Parameters for consideration in choosing
standard care procedures for chronic cutaneous ulcer trials
include the following:
- Removal of necrotic or infected tissue
- Off-loading
- Compression therapy for venous stasis
ulcers
- Establishment of adequate blood
circulation
- Maintenance of a moist wound environment
- Management of wound infection
- Wound cleansing
- Nutritional support, including blood
glucose control for subjects with diabetic ulcers
- Bowel and bladder care for subjects with
pressure ulcers at risk for contamination
The presence
of necrotic tissue, sinus tracts, exudation or transudation, and
infection of soft and hard tissues can interfere with ulcer
healing. Appropriate debridement procedures for the indicated
ulcer should be specifically defined in the protocol. To avoid
bias and confounding of potential treatment effects, ulcer
debridement should generally precede evaluation of ulcer extent
and infection. Enzymatic debriding products, like other
concomitant topical products, can confound results in topical
wound-treatment product trials and generally should be avoided.
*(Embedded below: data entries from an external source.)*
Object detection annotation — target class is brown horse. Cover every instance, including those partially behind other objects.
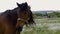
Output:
[0,2,34,34]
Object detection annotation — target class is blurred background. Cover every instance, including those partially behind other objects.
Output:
[0,0,60,34]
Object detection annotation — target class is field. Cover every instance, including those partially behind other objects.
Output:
[21,18,60,34]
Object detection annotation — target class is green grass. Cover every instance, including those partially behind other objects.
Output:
[21,18,60,34]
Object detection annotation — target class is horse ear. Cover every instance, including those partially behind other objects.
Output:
[25,2,28,6]
[17,3,20,7]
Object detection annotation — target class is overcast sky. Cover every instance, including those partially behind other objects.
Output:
[0,0,60,12]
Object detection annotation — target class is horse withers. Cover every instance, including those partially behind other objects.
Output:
[0,2,34,34]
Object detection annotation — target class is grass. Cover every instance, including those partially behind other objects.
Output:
[21,18,60,34]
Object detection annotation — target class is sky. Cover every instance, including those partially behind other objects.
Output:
[0,0,60,12]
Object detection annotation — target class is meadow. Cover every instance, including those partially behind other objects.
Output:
[21,18,60,34]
The need for additional sharp surgical
debridement, performed after study treatment has started, may
indicate product-induced wound deterioration. Any surgical
debridement should be documented on CRFs and included in analysis
of product safety and efficacy. In general, the study protocol
should specify that investigators discontinue study treatment if
repeat debridement is needed to address wound deterioration. For
example, ongoing removal of callus as part of standard diabetic
ulcer care would not require discontinuation of study treatment,
but deep debridement for new onset osteomyelitis would.
b.
Off-loading and compression
Relief of pressure is critical in determining
the outcome for certain chronic ulcers. Off-loading is often
difficult to standardize because equipment (e.g., type of bed) may
not be available at all sites, and compliance with study
procedures is labor intensive (e.g., turning). If these critical
aspects of effective therapeutic intervention cannot be
standardized across all sites, it is important to specify the
actual care delivered in CRFs and to consider concomitant care in
the efficacy analyses. For diabetic foot ulcers, compliance with
off-loading is a strong factor associated with wound closure and
should be monitored throughout the clinical trial. Off-loading
approaches (e.g., some form of casting and elevation) should be
weighed against the need to apply study treatments and monitor
outcome. Similar considerations are important in choosing
compression methods for venous stasis ulcers.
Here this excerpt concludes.